Me encaminé directo a casa desconcertado ante aquella confusión. ¿Cómo podían asegurar que el metro no funcionaba la noche del sábado? No me confundirían, estaba harto de cogerlo, de seguro querían quedárselo, ¡qué alivio! Ya no era problema mío. Tanta preocupación me había despertado el hambre, por lo que a dos manzanas de casa me dirigí a uno de los restaurantes más concurridos de la ciudad. Un grupo de turistas entraron al tiempo que yo, atropellándome; por suerte el encargado los ignoró para atenderme a mi primero, logré esquivar aquella marabunta avasalladora.
Subí las escaleras de casa, de alguna forma me sentía tan acelerado que tenía ganas de tumbarme y descansar. Cerré los ojos. Ni tan siquiera puse el despertador. Nada interrumpiría mi siesta.
La suave lluvia había dejado paso a un aguacero persistente. Bajé la persiana para evitar que el agua y la luz se colasen y me acosté. Caí rendido.
Tictac, tictac, tictac…
Salté del lecho. El reloj estaba ahí, ¡sobre la mesita!
Lo tomé y lo lancé a tierra, pero no pareció notar la fuerza del impacto. Se había quedado boca arriba, las manecillas seguían su inquietante recorrido. Miré la hora en el despertador, recordé la frase que dijo aquel extraño antes de fallecer “Doce horas, sólo doce.” ¿Qué podía significar? Diez horas hacía que lo recogiera junto a su cadáver. Comencé a temer que su destino se repitiera en mí. Salí de casa sin dejar de mirarlo, de nuevo intenté detenerlo, sin ningún resultado.

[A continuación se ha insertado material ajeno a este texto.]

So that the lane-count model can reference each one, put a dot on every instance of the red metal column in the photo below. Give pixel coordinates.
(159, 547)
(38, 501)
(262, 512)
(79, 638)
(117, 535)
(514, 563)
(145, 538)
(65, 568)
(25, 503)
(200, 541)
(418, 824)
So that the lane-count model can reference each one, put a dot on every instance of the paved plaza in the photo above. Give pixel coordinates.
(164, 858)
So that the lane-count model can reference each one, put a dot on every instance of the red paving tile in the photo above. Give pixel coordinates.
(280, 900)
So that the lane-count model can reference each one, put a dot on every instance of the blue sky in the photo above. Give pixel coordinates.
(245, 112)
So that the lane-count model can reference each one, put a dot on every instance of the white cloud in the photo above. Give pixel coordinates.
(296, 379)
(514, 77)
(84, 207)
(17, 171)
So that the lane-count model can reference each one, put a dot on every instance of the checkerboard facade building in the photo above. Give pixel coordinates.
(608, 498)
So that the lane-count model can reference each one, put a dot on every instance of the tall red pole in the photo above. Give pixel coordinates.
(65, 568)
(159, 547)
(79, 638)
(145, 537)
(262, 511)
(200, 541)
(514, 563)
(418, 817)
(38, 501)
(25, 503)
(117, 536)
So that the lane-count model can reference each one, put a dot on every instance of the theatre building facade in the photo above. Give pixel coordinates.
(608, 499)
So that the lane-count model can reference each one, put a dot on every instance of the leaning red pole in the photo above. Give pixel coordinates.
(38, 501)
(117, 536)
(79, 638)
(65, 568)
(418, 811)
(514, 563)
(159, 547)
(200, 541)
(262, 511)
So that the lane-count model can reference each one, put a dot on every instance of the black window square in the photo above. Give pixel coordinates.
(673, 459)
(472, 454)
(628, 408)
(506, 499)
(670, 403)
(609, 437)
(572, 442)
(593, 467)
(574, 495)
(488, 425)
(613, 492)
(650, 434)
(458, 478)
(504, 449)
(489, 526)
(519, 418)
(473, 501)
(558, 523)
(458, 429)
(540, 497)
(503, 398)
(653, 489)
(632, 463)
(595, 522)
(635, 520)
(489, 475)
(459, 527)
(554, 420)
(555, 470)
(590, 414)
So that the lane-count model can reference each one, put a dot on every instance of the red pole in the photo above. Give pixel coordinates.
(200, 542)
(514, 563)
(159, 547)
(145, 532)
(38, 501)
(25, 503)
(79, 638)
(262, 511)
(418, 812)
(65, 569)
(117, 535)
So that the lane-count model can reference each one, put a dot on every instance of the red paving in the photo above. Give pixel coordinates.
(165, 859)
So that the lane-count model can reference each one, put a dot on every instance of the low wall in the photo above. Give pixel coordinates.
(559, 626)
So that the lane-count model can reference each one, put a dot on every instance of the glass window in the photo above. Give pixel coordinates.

¿Me dará la hora? —pregunté.
Las dos y media.

Continué cominandio. No podía apartar la vista de él. Lo lancé en medio de la calzada esperando que algún vehículo lo arrollara dañando su mecanismo, pero no hubo forma, parecía inmune a mis ataques y el tiempo seguía su curso.

¿Dígame la hora? —grité.
Menudos modales joven. Las tres menos cuarto. Le pasa algo, hermoso reloj. ¿No funciona?

Tenía gracia la pregunta, hacía casi doce horas que yo había vivido una situación similar. Cerré los ojos resignado y sentándome en un banco del parque, aguardé mi destino. Ojala nadie lo encuentre y se pierda. Un minuto después un hombre se sentó junto a mí. Sus ojos no perdían detalle de mi reloj de bolsillo.